Interdições minam paciência na estrada

Por causa de protestos dos trabalhadores rurais sem-terra ou mesmo devido à falta de condições de trafegabilidade das estradas, empresas do setor de transporte intermunicipal e interestadual - de cargas e passageiros - já contabilizam, somente neste ano, pelo menos oito interdições das rodovias estaduais ou federais em Mato Grosso.

Transtornos, riscos de acidentes, prejuízos financeiros e operacionais ou mesmo ameaças contra motoristas que tentam furar as barreiras devido à preocupação com o prazo de entrega de cargas - muitas vezes perecíveis - são alguns dos problemas enfrentados por quem tem que ficar horas parado à beira de uma estrada.

Os prejuízos, conforme o secretário executivo do Sindicato das Empresas de Transportes de Cargas no Estado de Mato Grosso (Sindmat), Gilvando Alves de Lima, são difíceis de calcular. “Além de pagamentos extras, há perdas de alimentos perecíveis, animais emagrecem ou mesmo podem morrer. No caso de passageiros, que viajam com um certo conforto, a partir do momento em que passam horas parados na estrada podem ficar sem comida ou água”, comenta. Outro risco, conforme ele, é em relação à exposição de produtos inflamáveis por muito tempo ao sol.

Diante destas possibilidades, Gilvando de Lima considera os bloqueios um ato de irresponsabilidade. “Tem que existir uma medida preventiva para evitar que estas manifestações novamente aconteçam. Os sem-terra devem buscar alternativas legítimas de reivindicação”, diz.

Para Gilvando Lima, a partir do momento que os sem-terra interditam as rodovias e causam transtornos, se tornam “antipáticos” aos olhos da sociedade. Ele observa ainda que as rodovias são bens públicos e cabe aos órgãos responsáveis zelar e garantir pela correta e adequada trafegabilidade.

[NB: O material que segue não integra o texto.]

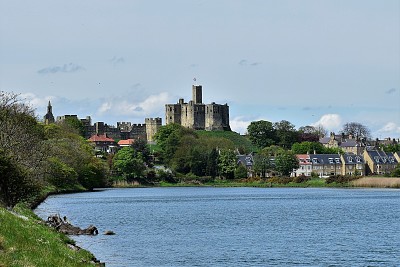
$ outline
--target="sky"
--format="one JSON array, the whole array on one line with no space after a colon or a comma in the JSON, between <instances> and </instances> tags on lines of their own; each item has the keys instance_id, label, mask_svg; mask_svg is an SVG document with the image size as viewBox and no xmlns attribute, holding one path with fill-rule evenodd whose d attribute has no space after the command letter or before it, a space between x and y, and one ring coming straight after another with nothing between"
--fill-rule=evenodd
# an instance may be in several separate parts
<instances>
[{"instance_id":1,"label":"sky","mask_svg":"<svg viewBox=\"0 0 400 267\"><path fill-rule=\"evenodd\" d=\"M50 100L55 116L164 123L192 84L241 134L287 120L400 138L400 1L0 0L0 90L39 118Z\"/></svg>"}]
</instances>

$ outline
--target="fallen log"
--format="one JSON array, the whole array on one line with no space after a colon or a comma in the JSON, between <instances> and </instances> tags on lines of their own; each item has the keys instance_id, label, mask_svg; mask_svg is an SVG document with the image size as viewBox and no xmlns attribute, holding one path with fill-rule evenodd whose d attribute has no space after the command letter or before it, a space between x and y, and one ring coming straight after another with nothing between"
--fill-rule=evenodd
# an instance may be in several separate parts
<instances>
[{"instance_id":1,"label":"fallen log","mask_svg":"<svg viewBox=\"0 0 400 267\"><path fill-rule=\"evenodd\" d=\"M51 215L47 218L47 225L55 228L57 231L67 235L98 235L96 226L90 225L88 228L81 229L72 225L67 217L61 218L60 215Z\"/></svg>"}]
</instances>

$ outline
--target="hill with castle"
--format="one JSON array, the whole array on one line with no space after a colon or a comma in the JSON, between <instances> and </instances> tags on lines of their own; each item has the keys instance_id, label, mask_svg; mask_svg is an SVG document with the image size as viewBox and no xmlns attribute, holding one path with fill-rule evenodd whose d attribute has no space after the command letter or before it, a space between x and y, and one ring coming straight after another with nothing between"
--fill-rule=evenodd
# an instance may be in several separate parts
<instances>
[{"instance_id":1,"label":"hill with castle","mask_svg":"<svg viewBox=\"0 0 400 267\"><path fill-rule=\"evenodd\" d=\"M176 104L165 104L166 124L176 123L189 129L206 131L230 131L229 125L229 106L228 104L202 103L203 88L201 85L192 86L192 100L188 103L180 98ZM84 137L86 139L95 138L97 140L114 139L142 139L147 142L154 142L154 135L162 126L162 119L145 118L145 123L136 124L132 122L117 122L109 125L104 122L92 123L90 116L78 118L77 115L62 115L55 119L53 108L49 101L47 113L43 117L46 124L62 122L66 119L76 119L82 122L84 127Z\"/></svg>"}]
</instances>

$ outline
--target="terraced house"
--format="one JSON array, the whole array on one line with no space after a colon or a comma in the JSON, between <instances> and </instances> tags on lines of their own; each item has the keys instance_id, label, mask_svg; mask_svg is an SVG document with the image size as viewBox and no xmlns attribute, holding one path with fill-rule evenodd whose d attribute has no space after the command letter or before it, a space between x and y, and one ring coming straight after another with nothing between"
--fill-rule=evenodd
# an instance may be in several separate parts
<instances>
[{"instance_id":1,"label":"terraced house","mask_svg":"<svg viewBox=\"0 0 400 267\"><path fill-rule=\"evenodd\" d=\"M399 164L398 153L384 152L375 148L364 151L367 175L384 175L391 173Z\"/></svg>"},{"instance_id":2,"label":"terraced house","mask_svg":"<svg viewBox=\"0 0 400 267\"><path fill-rule=\"evenodd\" d=\"M353 153L340 154L299 154L299 168L292 176L311 176L315 173L319 177L331 175L364 175L365 162L361 155Z\"/></svg>"}]
</instances>

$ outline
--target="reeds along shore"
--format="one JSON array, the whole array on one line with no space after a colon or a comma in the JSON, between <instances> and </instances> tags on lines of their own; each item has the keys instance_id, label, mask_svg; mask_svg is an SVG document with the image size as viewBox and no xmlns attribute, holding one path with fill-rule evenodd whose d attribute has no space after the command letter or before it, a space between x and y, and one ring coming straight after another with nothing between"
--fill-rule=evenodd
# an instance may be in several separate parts
<instances>
[{"instance_id":1,"label":"reeds along shore","mask_svg":"<svg viewBox=\"0 0 400 267\"><path fill-rule=\"evenodd\" d=\"M364 177L352 184L355 187L400 188L400 178Z\"/></svg>"}]
</instances>

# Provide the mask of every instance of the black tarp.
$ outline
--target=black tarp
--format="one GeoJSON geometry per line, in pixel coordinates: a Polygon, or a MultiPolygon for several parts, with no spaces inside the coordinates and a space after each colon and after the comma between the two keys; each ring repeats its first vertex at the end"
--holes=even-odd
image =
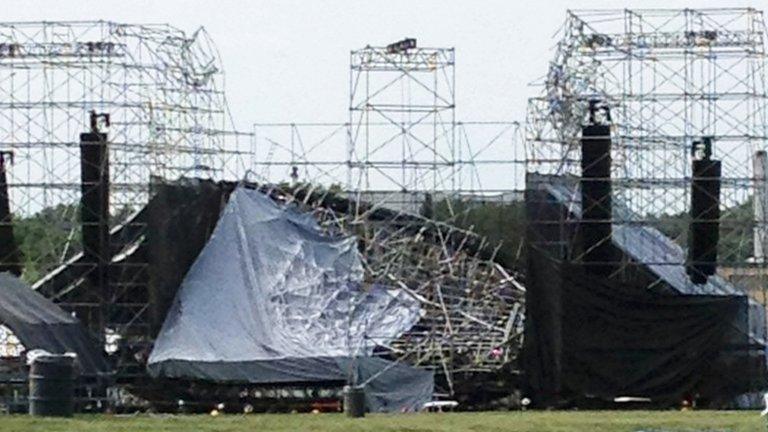
{"type": "Polygon", "coordinates": [[[743,296],[658,295],[580,266],[561,274],[563,390],[577,397],[679,402],[699,392],[730,326],[747,316],[743,296]]]}
{"type": "MultiPolygon", "coordinates": [[[[629,265],[586,277],[573,259],[581,213],[573,180],[528,178],[523,365],[534,402],[646,396],[670,404],[698,394],[722,403],[761,388],[762,306],[719,276],[693,284],[682,249],[631,223],[613,233],[629,265]]],[[[628,212],[620,202],[615,211],[628,212]]]]}
{"type": "Polygon", "coordinates": [[[9,273],[0,273],[0,324],[10,329],[27,351],[77,354],[84,375],[109,369],[77,319],[9,273]]]}

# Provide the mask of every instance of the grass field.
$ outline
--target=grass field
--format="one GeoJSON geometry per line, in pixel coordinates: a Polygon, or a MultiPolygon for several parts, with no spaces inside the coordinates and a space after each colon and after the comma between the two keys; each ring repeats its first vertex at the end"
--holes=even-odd
{"type": "Polygon", "coordinates": [[[368,415],[265,414],[211,416],[79,416],[74,419],[0,417],[0,431],[192,432],[192,431],[390,431],[390,432],[604,432],[766,431],[756,411],[560,411],[368,415]]]}

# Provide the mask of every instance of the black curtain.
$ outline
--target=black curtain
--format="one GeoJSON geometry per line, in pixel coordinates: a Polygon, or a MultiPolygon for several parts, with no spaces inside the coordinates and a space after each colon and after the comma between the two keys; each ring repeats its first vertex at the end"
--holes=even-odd
{"type": "Polygon", "coordinates": [[[729,330],[747,317],[746,297],[659,295],[579,266],[561,270],[563,388],[573,397],[677,403],[713,376],[729,330]]]}

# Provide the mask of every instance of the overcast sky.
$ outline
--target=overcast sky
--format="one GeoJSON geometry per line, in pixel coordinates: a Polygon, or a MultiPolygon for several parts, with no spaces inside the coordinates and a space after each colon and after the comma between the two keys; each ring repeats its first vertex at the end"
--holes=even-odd
{"type": "Polygon", "coordinates": [[[253,122],[343,122],[349,51],[414,37],[456,48],[462,120],[523,120],[529,83],[546,71],[565,11],[583,8],[768,8],[768,1],[3,0],[4,21],[105,19],[204,26],[221,52],[239,129],[253,122]]]}

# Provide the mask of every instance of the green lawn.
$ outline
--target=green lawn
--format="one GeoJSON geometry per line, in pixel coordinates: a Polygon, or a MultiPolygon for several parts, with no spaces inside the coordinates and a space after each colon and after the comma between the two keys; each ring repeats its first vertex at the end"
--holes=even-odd
{"type": "Polygon", "coordinates": [[[559,411],[451,414],[368,415],[264,414],[199,416],[79,416],[74,419],[0,417],[0,431],[471,431],[471,432],[602,432],[602,431],[766,431],[756,411],[559,411]]]}

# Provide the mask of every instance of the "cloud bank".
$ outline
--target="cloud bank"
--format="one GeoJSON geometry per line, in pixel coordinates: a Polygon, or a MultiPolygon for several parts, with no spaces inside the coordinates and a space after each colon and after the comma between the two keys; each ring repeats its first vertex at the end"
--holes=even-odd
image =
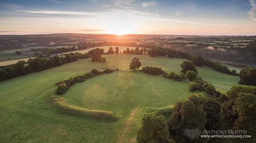
{"type": "Polygon", "coordinates": [[[248,11],[247,14],[250,16],[250,19],[256,21],[256,2],[255,0],[250,0],[249,1],[251,3],[251,6],[252,8],[248,11]]]}

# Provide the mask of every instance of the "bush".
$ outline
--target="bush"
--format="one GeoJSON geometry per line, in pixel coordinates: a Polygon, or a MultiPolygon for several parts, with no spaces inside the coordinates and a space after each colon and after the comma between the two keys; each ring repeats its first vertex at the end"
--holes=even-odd
{"type": "Polygon", "coordinates": [[[183,77],[180,75],[175,74],[173,76],[173,80],[175,81],[182,81],[183,80],[183,77]]]}
{"type": "Polygon", "coordinates": [[[75,82],[82,82],[85,80],[85,78],[83,77],[82,76],[80,77],[79,76],[74,77],[74,80],[75,80],[75,82]]]}
{"type": "Polygon", "coordinates": [[[137,132],[138,143],[170,143],[168,126],[160,114],[146,115],[137,132]]]}
{"type": "Polygon", "coordinates": [[[91,71],[91,73],[94,76],[99,75],[102,74],[102,73],[97,69],[94,69],[91,71]]]}
{"type": "Polygon", "coordinates": [[[239,73],[238,84],[256,85],[256,68],[245,67],[239,73]]]}
{"type": "Polygon", "coordinates": [[[58,95],[61,95],[68,91],[69,88],[67,84],[64,82],[58,85],[56,94],[58,95]]]}
{"type": "Polygon", "coordinates": [[[197,74],[192,70],[187,71],[186,72],[186,76],[185,78],[189,80],[189,81],[193,81],[197,77],[197,74]]]}
{"type": "Polygon", "coordinates": [[[195,66],[190,61],[183,61],[182,64],[181,64],[181,67],[182,68],[181,72],[184,74],[189,70],[192,70],[196,73],[198,73],[195,66]]]}
{"type": "Polygon", "coordinates": [[[142,71],[146,73],[153,75],[159,75],[161,74],[165,73],[165,72],[162,70],[161,67],[148,66],[144,67],[142,68],[142,71]]]}
{"type": "Polygon", "coordinates": [[[192,82],[189,84],[189,90],[198,91],[202,90],[202,85],[200,83],[192,82]]]}
{"type": "Polygon", "coordinates": [[[71,77],[69,78],[69,83],[71,85],[73,85],[75,83],[75,80],[73,78],[73,77],[71,77]]]}
{"type": "Polygon", "coordinates": [[[91,73],[87,73],[84,75],[84,78],[85,79],[88,79],[92,77],[93,77],[93,75],[91,73]]]}
{"type": "Polygon", "coordinates": [[[113,71],[110,69],[106,69],[104,70],[103,70],[103,73],[104,74],[110,74],[112,73],[113,72],[113,71]]]}
{"type": "Polygon", "coordinates": [[[173,79],[173,76],[176,75],[176,74],[174,72],[171,72],[171,73],[167,75],[166,77],[170,78],[170,79],[173,79]]]}

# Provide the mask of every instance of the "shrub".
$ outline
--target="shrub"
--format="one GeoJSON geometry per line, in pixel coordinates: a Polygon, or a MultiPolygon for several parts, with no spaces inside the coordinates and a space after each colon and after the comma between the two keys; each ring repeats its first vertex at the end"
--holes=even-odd
{"type": "Polygon", "coordinates": [[[113,71],[110,69],[106,69],[104,70],[103,70],[103,73],[104,74],[110,74],[112,73],[113,72],[113,71]]]}
{"type": "Polygon", "coordinates": [[[192,81],[197,77],[197,74],[192,70],[189,70],[186,72],[185,77],[189,81],[192,81]]]}
{"type": "Polygon", "coordinates": [[[75,80],[73,78],[73,77],[71,77],[69,78],[69,83],[71,85],[73,85],[75,83],[75,80]]]}
{"type": "Polygon", "coordinates": [[[173,79],[173,76],[175,75],[175,73],[174,72],[171,72],[171,73],[167,75],[166,77],[170,79],[173,79]]]}
{"type": "Polygon", "coordinates": [[[202,85],[200,83],[192,82],[189,84],[189,90],[197,91],[202,90],[202,85]]]}
{"type": "Polygon", "coordinates": [[[61,95],[64,94],[66,91],[68,91],[69,88],[67,84],[64,82],[60,84],[59,84],[57,87],[56,94],[58,95],[61,95]]]}
{"type": "Polygon", "coordinates": [[[102,73],[97,69],[94,69],[91,71],[91,73],[94,76],[99,75],[102,74],[102,73]]]}
{"type": "Polygon", "coordinates": [[[175,74],[173,76],[173,80],[174,80],[175,81],[182,81],[183,79],[183,78],[182,77],[182,76],[180,75],[175,74]]]}
{"type": "Polygon", "coordinates": [[[162,70],[161,67],[148,66],[144,67],[142,68],[142,71],[146,73],[153,75],[159,75],[161,74],[165,73],[165,72],[162,70]]]}
{"type": "Polygon", "coordinates": [[[91,73],[87,73],[84,75],[84,78],[85,79],[88,79],[92,77],[93,77],[93,75],[91,73]]]}
{"type": "Polygon", "coordinates": [[[75,80],[75,82],[82,82],[85,80],[85,78],[83,77],[80,77],[79,76],[74,77],[74,80],[75,80]]]}
{"type": "Polygon", "coordinates": [[[195,66],[194,66],[192,63],[190,61],[183,61],[182,62],[182,64],[181,64],[181,67],[182,68],[182,70],[181,71],[181,72],[185,74],[187,71],[192,70],[195,72],[198,73],[198,72],[195,66]]]}
{"type": "Polygon", "coordinates": [[[137,132],[138,143],[170,143],[168,126],[160,114],[146,115],[137,132]]]}

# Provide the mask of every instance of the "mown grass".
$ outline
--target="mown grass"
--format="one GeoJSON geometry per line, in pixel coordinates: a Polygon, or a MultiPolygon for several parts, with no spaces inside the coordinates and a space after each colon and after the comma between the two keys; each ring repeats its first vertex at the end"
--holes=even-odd
{"type": "MultiPolygon", "coordinates": [[[[107,58],[105,63],[92,63],[90,59],[79,59],[0,82],[1,141],[12,143],[134,142],[136,131],[145,113],[168,108],[177,102],[186,100],[192,94],[198,93],[189,91],[189,81],[174,81],[159,76],[129,70],[130,60],[133,56],[105,55],[107,58]],[[55,83],[92,69],[102,70],[107,68],[119,68],[122,71],[76,83],[63,97],[73,106],[116,112],[121,116],[117,121],[103,123],[59,114],[48,105],[48,99],[56,96],[55,83]]],[[[185,60],[168,57],[138,57],[142,67],[161,66],[167,72],[179,73],[180,64],[185,60]]],[[[212,84],[237,85],[237,77],[210,68],[197,68],[199,76],[212,84]]],[[[205,95],[204,92],[200,94],[205,95]]]]}
{"type": "Polygon", "coordinates": [[[114,112],[105,110],[89,110],[69,104],[65,99],[58,97],[50,100],[49,104],[59,113],[79,116],[108,122],[118,120],[119,116],[114,112]]]}

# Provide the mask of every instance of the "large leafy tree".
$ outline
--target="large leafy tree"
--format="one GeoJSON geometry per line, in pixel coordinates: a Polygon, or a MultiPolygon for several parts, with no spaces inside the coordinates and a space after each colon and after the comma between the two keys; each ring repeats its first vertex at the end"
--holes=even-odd
{"type": "Polygon", "coordinates": [[[192,70],[196,73],[198,73],[195,66],[190,61],[183,61],[182,62],[182,64],[181,64],[181,67],[182,68],[181,72],[184,74],[186,74],[186,72],[189,70],[192,70]]]}
{"type": "Polygon", "coordinates": [[[116,54],[119,54],[119,47],[116,47],[116,54]]]}
{"type": "Polygon", "coordinates": [[[256,68],[249,66],[243,68],[240,71],[239,77],[239,84],[256,85],[256,68]]]}
{"type": "Polygon", "coordinates": [[[186,72],[185,77],[192,81],[197,77],[197,74],[192,70],[189,70],[186,72]]]}
{"type": "Polygon", "coordinates": [[[171,143],[169,140],[168,126],[159,114],[146,115],[137,132],[138,143],[171,143]]]}
{"type": "Polygon", "coordinates": [[[140,62],[139,59],[136,57],[134,57],[131,61],[130,63],[130,69],[131,70],[135,70],[136,68],[139,68],[139,67],[141,66],[141,62],[140,62]]]}
{"type": "Polygon", "coordinates": [[[109,49],[109,51],[108,51],[108,54],[112,54],[114,53],[115,53],[115,51],[114,51],[114,50],[113,50],[113,48],[111,47],[110,47],[109,49]]]}
{"type": "Polygon", "coordinates": [[[176,135],[177,142],[202,142],[206,139],[188,139],[183,133],[184,129],[199,130],[201,132],[205,129],[206,114],[200,103],[199,98],[195,95],[192,95],[187,100],[175,105],[169,122],[173,133],[176,135]]]}
{"type": "Polygon", "coordinates": [[[227,96],[228,99],[224,102],[221,110],[225,121],[236,129],[255,134],[256,88],[235,86],[227,92],[227,96]]]}

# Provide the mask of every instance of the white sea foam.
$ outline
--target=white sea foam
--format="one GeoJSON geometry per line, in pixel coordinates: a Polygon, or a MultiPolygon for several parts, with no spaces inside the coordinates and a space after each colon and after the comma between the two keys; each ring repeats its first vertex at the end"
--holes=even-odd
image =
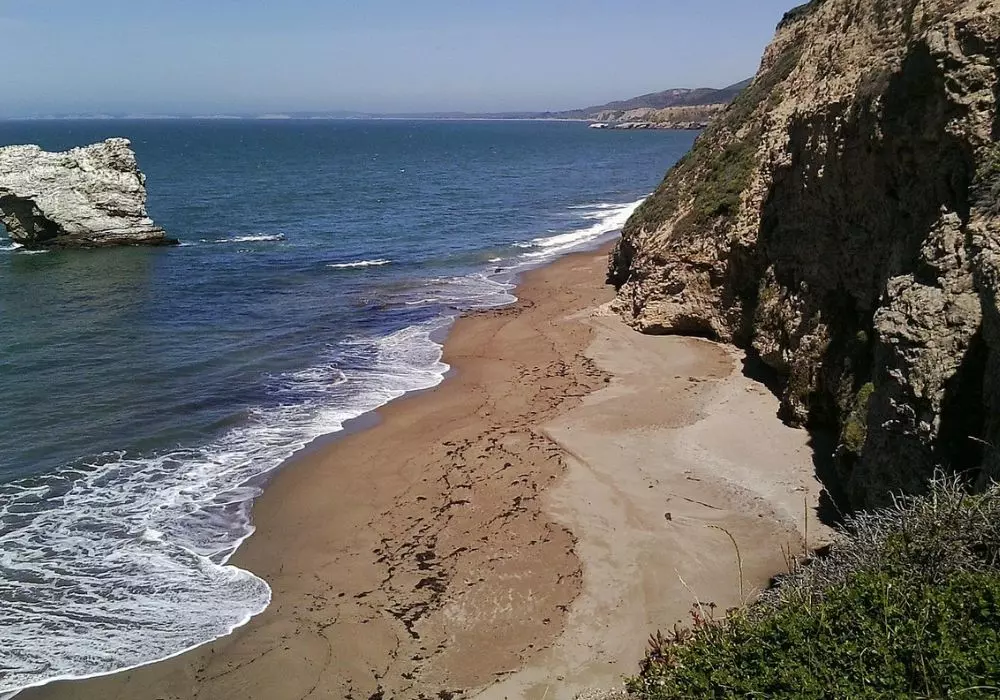
{"type": "MultiPolygon", "coordinates": [[[[580,208],[589,225],[520,244],[530,251],[514,271],[617,231],[639,204],[580,208]]],[[[485,308],[515,301],[512,288],[481,272],[428,279],[394,301],[485,308]]],[[[0,485],[0,600],[9,601],[0,607],[0,697],[169,658],[263,611],[267,584],[227,562],[253,533],[250,507],[267,473],[346,421],[440,383],[448,366],[434,337],[446,323],[343,343],[328,362],[276,378],[278,405],[251,410],[245,425],[204,447],[105,455],[0,485]]]]}
{"type": "Polygon", "coordinates": [[[253,532],[262,477],[347,420],[438,384],[448,366],[433,334],[445,323],[338,346],[280,378],[281,403],[204,447],[0,485],[0,694],[168,658],[263,611],[267,584],[226,563],[253,532]]]}
{"type": "Polygon", "coordinates": [[[392,260],[385,260],[384,258],[379,258],[377,260],[356,260],[354,262],[348,263],[330,263],[327,267],[332,267],[334,269],[346,269],[352,267],[379,267],[381,265],[388,265],[392,260]]]}
{"type": "Polygon", "coordinates": [[[498,280],[485,272],[462,277],[432,277],[407,293],[403,299],[408,306],[440,304],[455,311],[489,309],[517,301],[511,294],[514,284],[498,280]]]}
{"type": "Polygon", "coordinates": [[[536,262],[543,262],[545,259],[555,258],[559,255],[569,253],[576,248],[580,248],[589,243],[593,243],[605,236],[620,231],[629,217],[645,201],[643,199],[627,204],[612,204],[607,202],[591,204],[581,207],[571,207],[582,210],[583,218],[593,221],[589,226],[559,233],[554,236],[535,238],[526,243],[515,244],[519,247],[530,247],[532,251],[525,253],[524,257],[535,259],[536,262]]]}

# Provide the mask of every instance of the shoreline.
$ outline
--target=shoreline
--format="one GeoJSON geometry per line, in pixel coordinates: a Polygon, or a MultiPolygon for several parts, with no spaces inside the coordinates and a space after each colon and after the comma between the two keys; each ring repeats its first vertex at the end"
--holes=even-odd
{"type": "MultiPolygon", "coordinates": [[[[587,627],[581,627],[581,611],[589,609],[590,617],[595,610],[613,612],[594,607],[601,597],[595,583],[616,578],[602,566],[598,543],[604,533],[595,525],[595,518],[615,515],[615,503],[604,502],[588,519],[581,499],[601,494],[587,486],[586,475],[598,473],[595,464],[622,466],[620,455],[601,454],[622,436],[638,431],[642,439],[633,442],[646,445],[664,437],[654,428],[677,423],[684,425],[663,429],[683,430],[704,422],[695,420],[702,414],[718,415],[709,404],[725,393],[719,386],[732,388],[738,372],[734,354],[720,346],[640,336],[609,316],[605,305],[612,292],[602,284],[609,246],[570,253],[524,273],[517,302],[467,314],[452,326],[443,357],[452,369],[442,383],[367,414],[365,425],[354,431],[320,438],[281,467],[254,504],[254,536],[231,560],[271,585],[267,610],[229,636],[165,661],[25,690],[23,697],[457,698],[483,688],[483,698],[542,697],[543,681],[566,678],[574,668],[588,667],[582,674],[586,683],[605,686],[623,669],[634,671],[644,640],[654,631],[652,618],[662,620],[660,627],[677,619],[678,593],[676,586],[666,586],[670,602],[619,616],[627,629],[619,629],[614,643],[596,656],[580,645],[587,627]],[[666,372],[704,377],[693,389],[678,384],[681,396],[693,398],[680,409],[667,402],[670,415],[660,415],[656,425],[646,423],[659,409],[623,418],[603,438],[587,439],[581,430],[606,433],[609,416],[627,408],[621,398],[634,403],[639,385],[663,389],[650,389],[637,366],[616,364],[612,356],[623,347],[633,362],[643,357],[642,366],[655,360],[666,372]],[[687,365],[672,365],[670,358],[676,357],[687,358],[681,363],[687,365]],[[675,616],[668,619],[668,612],[675,616]],[[609,664],[605,657],[612,653],[621,658],[609,664]],[[589,664],[588,654],[594,657],[589,664]],[[562,667],[567,670],[553,670],[562,667]]],[[[670,377],[664,379],[669,388],[670,377]]],[[[741,391],[767,403],[746,386],[741,391]]],[[[777,423],[773,416],[764,420],[777,423]]],[[[815,497],[815,483],[806,483],[812,473],[808,449],[797,444],[807,436],[782,428],[789,432],[778,431],[779,442],[795,445],[785,476],[799,479],[803,483],[795,488],[815,497]]],[[[623,445],[615,447],[627,452],[623,445]]],[[[657,491],[646,482],[655,478],[659,485],[666,476],[639,477],[641,489],[657,491]]],[[[634,501],[626,520],[637,523],[642,518],[636,504],[647,494],[632,487],[615,490],[634,501]]],[[[682,498],[704,505],[705,490],[696,485],[692,493],[699,498],[682,498]]],[[[736,493],[739,489],[717,491],[716,497],[745,501],[741,507],[751,508],[751,524],[770,507],[761,508],[747,493],[736,493]]],[[[781,500],[787,494],[770,495],[781,500]]],[[[779,512],[789,509],[770,510],[774,527],[757,528],[760,539],[769,546],[794,539],[794,516],[779,512]]],[[[703,517],[674,511],[678,522],[703,517]]],[[[802,509],[798,512],[801,516],[802,509]]],[[[656,515],[662,527],[664,515],[656,515]]],[[[634,544],[636,523],[625,523],[632,528],[622,535],[626,545],[634,544]]],[[[639,530],[650,527],[643,522],[639,530]]],[[[639,534],[649,539],[648,532],[639,534]]],[[[704,533],[700,540],[706,544],[704,533]]],[[[616,540],[614,546],[621,544],[616,540]]],[[[644,546],[625,549],[646,557],[644,546]]],[[[780,554],[777,545],[773,554],[780,554]]],[[[712,556],[718,568],[726,553],[712,556]]],[[[751,553],[749,563],[753,585],[780,569],[774,568],[775,556],[763,553],[751,553]]],[[[628,575],[618,572],[617,578],[622,574],[628,575]]],[[[690,585],[700,583],[689,578],[690,585]]],[[[713,600],[721,604],[734,597],[718,587],[718,575],[714,579],[713,600]]],[[[686,591],[683,598],[686,607],[686,591]]],[[[574,685],[577,680],[555,695],[547,686],[544,692],[572,697],[566,694],[570,686],[583,687],[574,685]]]]}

Há, inclusive, a intenção do sindicato de reunir representantes dos movimentos, autoridades públicas e setores envolvidos para discutir o assunto. “Acreditamos que os sem-terra têm direito de se manifestar, mas não impedindo o trânsito de pessoas em um patrimônio que é de todos. Seus protestos devem ocorrer no ‘foro’ adequado”, pondera.

Gilvando de Lima lembra que quem trafega pelas estradas não pode ser ainda mais prejudicado, já que também enfrenta problemas de condições de trafegabilidade da pista. Para ele, as interdições provocadas em decorrência de excesso de chuvas revelam problemas logísticos e que colocam em cheque, exceto em casos de força maior, estudos feitos para instalação de pontes ou manilhas, por exemplo.

Interdições - No dia 27 de fevereiro, trecho da BR-364 cedeu em função de alagamento na pista. Além de congestionamento, o rompimento do asfalto da rodovia causou o tombamento de um ônibus. Várias pessoas ficaram feridas. Problemas de transbordamento de rios e desmoronamento também ocorreram nas BRs 163, entre Terra Nova do Norte e Peixoto de Azevedo, e 070, que liga a capital a Cáceres.

Ainda em fevereiro, por três dias seguidos, trabalhadores sem-terra bloquearam a BR-364, para cobrar agilização no processo de assentamento de famílias acampadas ao longo das rodovias do Estado. Mas recentemente, no início deste mês, a rodovia voltou a ser interditada por dois dias seguidos.